You were a movie star in Egypt before you were cast in Lawrence of Arabia. How did director David Lean find you?

The truth is, it was a miracle. I had never gone out of Egypt until the age of 30. He said, ”I want a real Arab to play the part of Sherif Ali. Go find me one who can speak English properly.” And it happened to be me…. I always believed that I would be a big star all over the world one day. And I picked the name Omar Sharif because it is easy to pronounce everywhere. [His real name: Michel Chalhoub.]

Lean had you flown to Jordan to test for the role. What was that like?

They asked me to come and read for a smaller part. There was a French guy with blue eyes who was going to play Sherif Ali because the producer [Sam Spiegel] was a real idiot, really, to tell you the truth. He didn’t know what I could do. He just wanted me to play a nothing part. David Lean looked at this French guy and said, ”This is ridiculous. I’m not going to keep this guy!”… I think that David Lean loved me. As soon as he saw me, he said, ”You are my guy! You’re going to be with me!”… And he put me in another one of his films, Doctor Zhivago.

You have one of the most famous entrances in cinema history, riding across the desert on a camel and shooting a Bedouin drinking at your well. It introduced you to the world.

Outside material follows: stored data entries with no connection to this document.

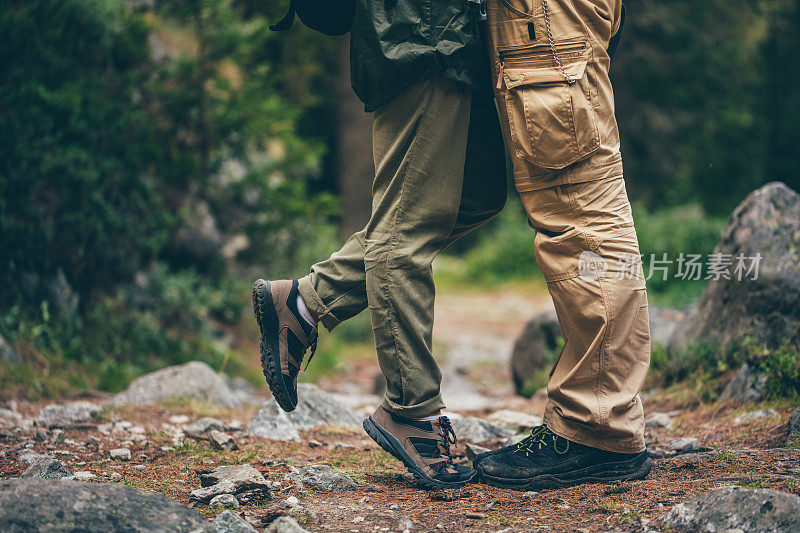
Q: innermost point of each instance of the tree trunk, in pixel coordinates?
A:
(355, 166)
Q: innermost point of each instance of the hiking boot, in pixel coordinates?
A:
(422, 445)
(546, 461)
(285, 337)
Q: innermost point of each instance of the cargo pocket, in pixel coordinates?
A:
(552, 121)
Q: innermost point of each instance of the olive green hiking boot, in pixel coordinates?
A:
(285, 337)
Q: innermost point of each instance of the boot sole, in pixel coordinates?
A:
(269, 326)
(388, 442)
(623, 471)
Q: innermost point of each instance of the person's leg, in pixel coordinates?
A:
(587, 249)
(335, 290)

That’s true…. That scene you’re talking about was the first scene I shot in the whole film and my first scene in a Hollywood movie. I had to take the water out of the well, and I was supposed to have a gun on my shoulder, and I practiced it the night before and it was very difficult. So I had the gun sewn onto my shoulder so it wouldn’t fall. The next day we did it and it went perfectly, and David Lean fell in love with me because he heard I spent the whole night trying to figure it out.

Was there a lot of drinking during the making of the film? You hear stories about Peter O’Toole…

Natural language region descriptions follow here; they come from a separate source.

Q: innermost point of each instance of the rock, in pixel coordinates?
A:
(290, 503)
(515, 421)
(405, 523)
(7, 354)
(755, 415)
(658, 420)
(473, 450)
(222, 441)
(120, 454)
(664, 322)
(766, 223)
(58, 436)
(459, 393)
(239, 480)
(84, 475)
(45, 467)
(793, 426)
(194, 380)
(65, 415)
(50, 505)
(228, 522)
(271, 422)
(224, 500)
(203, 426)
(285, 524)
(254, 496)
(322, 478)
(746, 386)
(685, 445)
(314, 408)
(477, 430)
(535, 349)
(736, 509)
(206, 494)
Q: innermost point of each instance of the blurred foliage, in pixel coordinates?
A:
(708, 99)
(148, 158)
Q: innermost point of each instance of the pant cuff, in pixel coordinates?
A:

We drank at night in our tents. We had boys who would come and serve us. We drank whiskey all night watching the stars in the sky…. Peter and I were like brothers immediately. He said to me, ”Your name is not Omar Sharif — no one is called Omar Sharif. Your real name is probably Freddy something!” And for the rest of the film and the rest of our lives, he’s never called me Omar. He calls me Freddy.

You’re known as a world-class backgammon player. Did you supplement your income on the set by gambling with your costars?

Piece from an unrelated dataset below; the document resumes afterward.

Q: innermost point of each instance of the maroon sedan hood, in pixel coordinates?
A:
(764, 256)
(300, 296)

No, no, no. Not at all. It was later that I gambled. But that was a short time of my life.

You were nominated for an Oscar for the film.

Yes, and I thought it was incredible. I was told before the Oscars that I was going to get the award. And when I went to the ceremony, I was sitting next to David Lean. And he said to me, ”Omar, when they call your name, I want you to go up to the stage slowly.” And what happened was, I was so stupid, I got up before the lady announced the winner’s name and started to walk slowly to the stage like David Lean told me, and I got halfway and they called someone else’s name [Ed Begley for Sweet Bird of Youth]. I stopped and ran back to my seat! I couldn’t believe it. But when David Lean tells me something, I do it.

Lawrence brought you to Hollywood for the first time...

It was my first time in America! I was very happy to be somebody because I was nothing before.

Lawrence received 10 Oscar nominations and it won seven awards, including Best Picture. Why do you think it still holds up?

Look, it’s a wonderful film. But I never thought people would see it. There are no stars, it’s three hours and 45 minutes long, and there are no women. But for 50 years people have been telling me how great it is. All I know is, Peter is wonderful in it. I’m sure if he was in better health and still doing interviews, you’d want to talk to him instead of me. But that’s okay.